The book told me that there is one great hope that makes life worth it all: the hope that long-lasting inner happiness can be achieved.
I have long since come to the conclusion that long-lasting inner happiness cannot be achieved and that you have to roll with the punches and enjoy the sometime happiness that life does happen to throw at you and grit your teeth through the rest. Grimaces and smiles mostly look the same, after all.
I started to feel really depressed that the Dalai Lama and his psychiatrist friend came to a different conclusion than I had. I started to feel like maybe long-lasting inner happiness was really possible and coming to the wrong conclusion meant that I've been wasting my life. Or maybe it was my conclusion that was right and the Dalai Lama was deluding himself. So I decided that I would ask all my tables what their idea of happiness was. I only had three customers at that point in the night.
The first customer asked me why I was asking. I said, "I'm reading this book called 'The Art of Happiness' by the Dalai Lama and this psychiatrist dude about finding inner happiness and I've come to the conclusion that you should just roll with the punches and enjoy life as you can and grit your teeth through all the rest, but apparently the Dalai Lama and this dude think that a deeper more fulfilling happiness can be reached and I'm not sure what I think about it. What do you think?"
"Sounds like them guys are religious" said the woman. She went on to say, "When you get faith, you can be happy and you can appeal to a higher power and it doesn't matter what happens to you because your strength comes from God."
I asked the woman if she was religious and she said yes. I told her that I was not sure about all of that. She told me that only some people get into heaven and I said I thought that a loving God would be understanding about people like me who question. She said that no, he isn't. There is a window of time to get into heaven, and after a while, the door closes and you can't get in anymore. I thanked the lady for sharing her faith with me as warmly as I could. I told her I appreciated that she was willing to share because so many people are hush-hush about their religious views. I did appreciate it. But I don't agree with her.
The next table that came in was drunk and rowdy. I asked them what they thought happiness was and without missing a beat, the man said "Happiness is now." He smiled and turned to his lady-friend and she said, um, "Happiness is a warm gun!?" and giggled.
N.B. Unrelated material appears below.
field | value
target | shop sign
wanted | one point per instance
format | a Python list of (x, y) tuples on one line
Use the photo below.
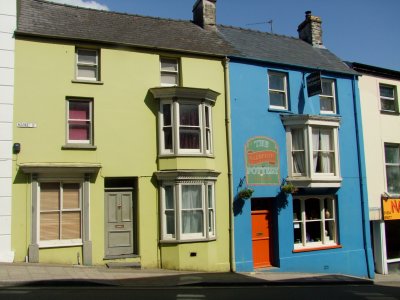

When she'd finished giggling, she said "Actually, happiness is being sure of yourself." And we talked a bit about what they'd said and I went to my little table and wrote about it in my journal for a minute.
I love this question. I love the people who answer it. I think asking the question brings me happiness.
But I'm still unsure about what I should do about reading this book now. If I disagree with the main premise: happiness, deep, inner, lasting happiness is a reachable goal...should I continue reading it?
The lady with religion was right on a few fronts. Religious people do tend to be happier. But for me, my happiness came from the fact that what I believed in was largely unrealistic. The God I believed in once was not the sort of being that can exist. I don't believe a being can be fully knowing, fully loving, fully engaged in the happenings of people in their daily lives, fully good, and fully understanding and yet remain so aloof and mysterious. I always used to answer the "question of evil" (If God is all knowing and all loving then why does evil exist?) with the answer, "It's just that we don't know the greater good that comes from the evil."
The problem I have with this now is that, why doesn't God make it known to us? Why does he leave us hanging in agony and grief for the evil in the world. I can understand that there must be some loss and some suffering, but if it was at least explained then it would make so much more sense. Instead, in order to preserve my faith, I had to keep slamming my mind shut to the question. The more I slammed my mind shut, the more the questions came, and more slamming and more questions until one day I decided just to ask them. To say the questions out loud...to pray about it. It was then that I experienced the silence of God. Which caused a lot of grief and sadness for me.
Until I just decided that happiness and sadness are passing things, that you enjoy the happiness and grit through the sadness.
The idea that long-lasting deep inner happiness might exist frankly petrifies me. I am a crusty curmudgeon. I can handle the world just so long as I don't try too hard to be happy lest I fail. The dreamer in me is yelling "No no no...chase the rainbows! Play! Be free! Sing your songs!"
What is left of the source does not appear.